Non mais c't'arnaque !

Je bosse aujourd'hui.

Oui, je bosse de 8h à 12h alors que je bosse jamais le samedi.
En sachant que c'est également les vacances scolaires de ma zone et que je ne bosse pas le vendredi, donc que je devrais être en vacances depuis jeudi soir... vous imaginez bien comme j'ai la mort !

Et pourquoi ? Pourquoi me direz-vous ?
Pour la fameuse journée de solidarité instaurée par notre gouvernement bien-aimé.
Tout ça pour pouvoir faire le pont le lundi de Pentecôte et pour filer des sous aux vioc' !
Comme s'ils en voyaient la couleur... une bonne canicule et ça suffit pour régler le problème.

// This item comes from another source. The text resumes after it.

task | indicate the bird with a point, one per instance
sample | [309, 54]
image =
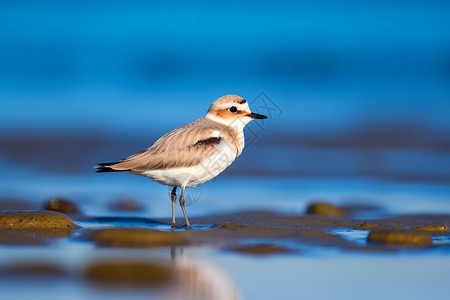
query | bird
[194, 153]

Donc, on profite des portes ouvertes du collège pour son trentenaire, on vient un samedi matin cirer les pompes des huiles du département, leur montrer des expos moisies, faire chanter faux la chorale, se goinfrer de petits-fours et de cidre éventé, et attendre des parents qui ne viendront jamais parce qu'ils sont, eux, partis en vacances...


La misère j'vous jure !




M'en fous ! A 16h je prends le train, j'me casse direction Paris !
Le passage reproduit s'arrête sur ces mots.